Quella contro l’Olympiacos sarà la 15esima partita che i Wolves giocheranno in questa Europa League, diventata a tutti gli effetti la più lunga della loro storia. Soltanto nella stagione 1971/72 erano risusciti ad arrivare in finale di Coppa Uefa, record assoluto tutt’ora imbattuto, ma neanche quella volta la campagna europea fu così lunga. Il sorteggio non è stato così impietoso per il Wolverhampton che si troverà ad Atene per la prima volta in assoluto, ma contro una squadra che le inglesi le conosce davvero molto bene.
Nei sedicesimi di finale infatti è stato proprio l’Olympiacos a buttare fuori l’Arsenal a sorpresa, ma anche in passato la squadra greca si è rivelata una delle avversarie peggiori per le britanniche, tanto da avere all’attivo 7 vittorie su 16 partite giocate.

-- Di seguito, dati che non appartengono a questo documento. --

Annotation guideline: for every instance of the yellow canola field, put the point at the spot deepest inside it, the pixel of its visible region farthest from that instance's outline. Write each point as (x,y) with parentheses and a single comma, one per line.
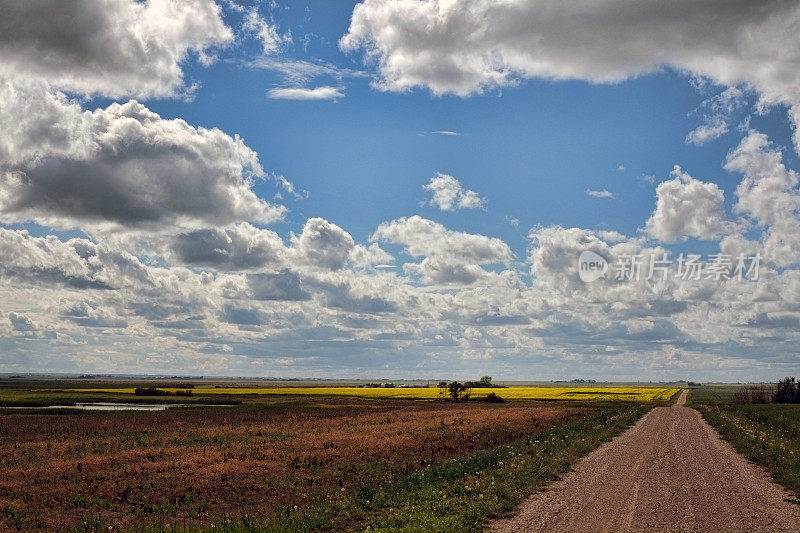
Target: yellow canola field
(631,394)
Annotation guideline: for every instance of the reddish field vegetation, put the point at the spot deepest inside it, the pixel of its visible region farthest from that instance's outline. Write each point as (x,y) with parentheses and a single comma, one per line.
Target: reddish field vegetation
(195,467)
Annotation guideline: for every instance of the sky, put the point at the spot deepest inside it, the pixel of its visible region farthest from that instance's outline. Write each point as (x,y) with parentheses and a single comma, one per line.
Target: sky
(400,189)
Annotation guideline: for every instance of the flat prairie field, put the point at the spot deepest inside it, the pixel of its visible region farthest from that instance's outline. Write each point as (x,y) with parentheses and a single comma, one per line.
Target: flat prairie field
(244,458)
(630,394)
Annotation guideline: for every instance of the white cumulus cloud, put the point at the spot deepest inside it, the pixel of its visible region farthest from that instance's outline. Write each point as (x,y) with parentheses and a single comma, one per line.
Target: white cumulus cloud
(449,195)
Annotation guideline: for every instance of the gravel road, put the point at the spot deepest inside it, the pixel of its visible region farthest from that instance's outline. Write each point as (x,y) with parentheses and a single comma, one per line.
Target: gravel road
(669,472)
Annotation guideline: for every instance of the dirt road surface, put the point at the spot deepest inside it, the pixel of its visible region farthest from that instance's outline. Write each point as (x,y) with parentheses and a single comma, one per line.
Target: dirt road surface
(669,472)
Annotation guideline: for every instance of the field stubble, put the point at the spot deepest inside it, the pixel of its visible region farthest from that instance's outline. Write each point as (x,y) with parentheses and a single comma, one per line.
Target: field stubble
(192,468)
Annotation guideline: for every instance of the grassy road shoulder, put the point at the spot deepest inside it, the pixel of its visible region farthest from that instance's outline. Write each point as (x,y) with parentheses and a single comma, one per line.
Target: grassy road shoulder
(462,494)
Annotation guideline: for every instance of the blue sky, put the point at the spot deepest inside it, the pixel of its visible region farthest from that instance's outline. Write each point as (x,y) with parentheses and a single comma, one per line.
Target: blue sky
(312,234)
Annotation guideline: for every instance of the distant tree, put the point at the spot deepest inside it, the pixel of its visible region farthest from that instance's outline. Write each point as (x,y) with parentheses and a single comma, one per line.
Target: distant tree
(492,398)
(786,391)
(456,389)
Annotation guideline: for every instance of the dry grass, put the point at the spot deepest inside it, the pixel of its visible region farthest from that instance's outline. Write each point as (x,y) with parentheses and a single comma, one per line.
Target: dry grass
(144,469)
(631,394)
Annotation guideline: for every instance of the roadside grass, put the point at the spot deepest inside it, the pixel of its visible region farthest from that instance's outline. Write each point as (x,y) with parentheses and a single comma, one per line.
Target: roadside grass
(767,434)
(462,494)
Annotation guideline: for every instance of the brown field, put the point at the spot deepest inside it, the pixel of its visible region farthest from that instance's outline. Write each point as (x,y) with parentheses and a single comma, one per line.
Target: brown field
(195,467)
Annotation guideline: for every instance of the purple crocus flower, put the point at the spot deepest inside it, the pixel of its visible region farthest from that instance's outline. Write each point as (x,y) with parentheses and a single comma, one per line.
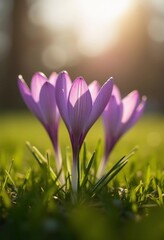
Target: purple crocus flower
(41,100)
(80,106)
(118,117)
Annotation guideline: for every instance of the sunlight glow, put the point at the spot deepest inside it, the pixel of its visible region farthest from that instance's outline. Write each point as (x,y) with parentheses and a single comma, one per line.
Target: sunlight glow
(95,24)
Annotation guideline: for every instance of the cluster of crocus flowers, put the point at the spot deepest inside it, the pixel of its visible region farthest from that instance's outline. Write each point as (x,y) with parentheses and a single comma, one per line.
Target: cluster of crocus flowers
(80,105)
(118,117)
(41,100)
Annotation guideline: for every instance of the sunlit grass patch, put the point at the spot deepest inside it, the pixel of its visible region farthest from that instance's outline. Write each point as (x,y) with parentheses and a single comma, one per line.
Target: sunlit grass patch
(32,203)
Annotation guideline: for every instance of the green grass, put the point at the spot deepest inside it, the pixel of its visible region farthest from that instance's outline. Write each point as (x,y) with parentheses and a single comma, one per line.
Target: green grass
(33,207)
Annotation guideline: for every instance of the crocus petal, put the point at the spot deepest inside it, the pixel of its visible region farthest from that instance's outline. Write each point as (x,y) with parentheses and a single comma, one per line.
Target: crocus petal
(47,104)
(116,94)
(130,103)
(79,105)
(53,78)
(37,82)
(112,117)
(63,85)
(100,102)
(94,88)
(26,95)
(135,117)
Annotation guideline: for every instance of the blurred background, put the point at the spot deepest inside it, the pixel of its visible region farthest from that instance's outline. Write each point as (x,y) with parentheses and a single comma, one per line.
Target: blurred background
(92,38)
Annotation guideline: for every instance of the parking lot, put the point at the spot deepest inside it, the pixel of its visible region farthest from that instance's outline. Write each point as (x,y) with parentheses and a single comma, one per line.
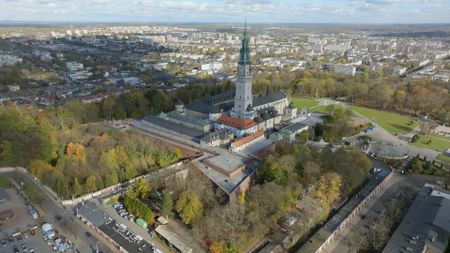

Ne sa qualcosa anche il Tottenham che nel corso della fase a gironi della Champions League è stato fermato sul 2-2, un risultato al quale ha contribuito anche Daniel Podence che si presenterà in Grecia per la prima volta come ex.
Ma i Wolves non si lasceranno distrarre neanche questa volta, perché la posta in palio è davvero alta: l’obiettivo, non dichiarato mai esplicitamente da Nuno Espirito Santo, è provare a tutti i costi a mettere le mani sull’Europa League, un trofeo che potrebbe dare un nuovo volto al futuro della squadra. Sognare in grande è l’imperativo assoluto per questa squadra, una delle due debuttanti rimaste ancora in gioco assieme al LASK: Ferencvaros, Olexandriya e Wolfsberg sono tutte state eliminate nel corso della fase a gironi, mentre l’Espanyol è stata fatta fuori proprio dal Wolverhampton.
Le motivazioni per continuare a lottare ci sono tutte, soprattutto in questo periodo non proprio felice per le inglesi al di fuori dei confini della Premier League. Espirito Santo ha garantito che i Wolves sono pronti a tutto, concentrati come mai prima d’ora per provare a scrivere un nuovo pezzo di storia.